Bishop Suspends Priest Several Men Allege Sexual Abuse in Decatur, Birmingham in 1960s
By Greg Garrison
Birmingham News (Alabama)
May 10, 2002
Bishop David E. Foley, head of the Catholic Diocese of Birmingham, has suspended a priest who has been accused by several men of sexually abusing them when they were teenagers in the early 1960s.
The Rev. Charles V. Cross, a parish priest from 1960 to 1985 and now director of general services for the diocese, has been stripped of his right to officiate at Catholic services publicly, Foley said Thursday. Cross, 68, has also agreed to retire, effective June 1, Foley said.
Foley said he has sent a letter on the church's national sex abuse scandal to be read in churches Sunday. He also has opened a review of the diocese's clergy conduct policy and will have a series of six open meetings at Alabama churches.
Catholics who have come forward to say they were abused by priests need to be taken seri ously and others need a chance to air their feelings about the scandal, Foley said.
"It's devastating," he said. "We need to be healed. I want to hear whatever they want to tell me. I need to hear them."
The first accuser who said he was abused by Cross as a teenager made his allegation in 1993 and filed a lawsuit in 1995. That suit was dismissed because the statute of limitations had expired on the allegations.
Robert W. Wilford, who now lives in Arkansas, accused Cross of molesting him from 1960 to 1964.
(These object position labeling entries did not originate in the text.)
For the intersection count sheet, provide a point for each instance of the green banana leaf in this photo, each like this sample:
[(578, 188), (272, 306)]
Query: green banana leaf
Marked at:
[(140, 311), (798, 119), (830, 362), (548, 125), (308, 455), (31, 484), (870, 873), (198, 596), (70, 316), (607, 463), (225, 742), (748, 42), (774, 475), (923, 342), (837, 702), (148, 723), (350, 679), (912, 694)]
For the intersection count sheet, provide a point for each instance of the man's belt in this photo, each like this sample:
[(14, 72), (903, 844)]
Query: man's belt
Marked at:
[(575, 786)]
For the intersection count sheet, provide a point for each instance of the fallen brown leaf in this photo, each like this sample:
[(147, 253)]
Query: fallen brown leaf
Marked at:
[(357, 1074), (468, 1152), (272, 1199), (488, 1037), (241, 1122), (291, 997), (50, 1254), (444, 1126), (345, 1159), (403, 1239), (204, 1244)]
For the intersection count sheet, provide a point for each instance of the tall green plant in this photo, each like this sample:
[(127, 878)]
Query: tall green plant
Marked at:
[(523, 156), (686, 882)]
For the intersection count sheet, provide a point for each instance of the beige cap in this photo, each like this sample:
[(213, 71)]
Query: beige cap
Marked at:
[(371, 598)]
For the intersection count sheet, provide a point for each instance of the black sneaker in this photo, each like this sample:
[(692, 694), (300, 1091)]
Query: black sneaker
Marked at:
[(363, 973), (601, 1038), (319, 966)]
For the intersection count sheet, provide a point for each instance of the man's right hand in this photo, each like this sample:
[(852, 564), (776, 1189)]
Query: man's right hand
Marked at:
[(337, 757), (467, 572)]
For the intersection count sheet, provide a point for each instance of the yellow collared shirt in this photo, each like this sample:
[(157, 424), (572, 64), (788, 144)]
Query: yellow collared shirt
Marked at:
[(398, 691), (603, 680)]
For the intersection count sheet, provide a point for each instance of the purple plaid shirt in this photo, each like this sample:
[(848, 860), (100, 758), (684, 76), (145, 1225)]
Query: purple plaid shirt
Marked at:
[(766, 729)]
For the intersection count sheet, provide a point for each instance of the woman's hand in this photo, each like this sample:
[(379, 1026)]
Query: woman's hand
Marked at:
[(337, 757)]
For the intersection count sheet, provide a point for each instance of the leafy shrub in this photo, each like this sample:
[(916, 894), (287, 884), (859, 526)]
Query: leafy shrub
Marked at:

Wilford, 57, said Cross molested him repeatedly when Cross was an assistant priest at Blessed Sacrament Catholic Church in Birmingham and said the abuse continued after Cross became associate pastor of St. Ann Catholic Church in Decatur. Wilford said he was 14 when the abuse began and he had sexual relations with Cross for four years.
Cross denied Wilford's allegations. "It's disgusting, hurtful, embarrassing," Cross said.
Foley said other accusers, who prefer not to go public, have contacted him and made allegations that Cross molested them at St. Ann in Decatur.
"I think they're credible," Foley said. "I think they're substantial."
Cross has been informed of all the specific allegations and has denied them, Foley said. The suspension of Cross' priestly duties was effective May 1, he said.
Foley, who became bishop in 1994, said he has worked with Cross for eight years and has never seen any improper behavior by him. But Cross had already been barred from serving as a parish priest by the time Foley became bishop.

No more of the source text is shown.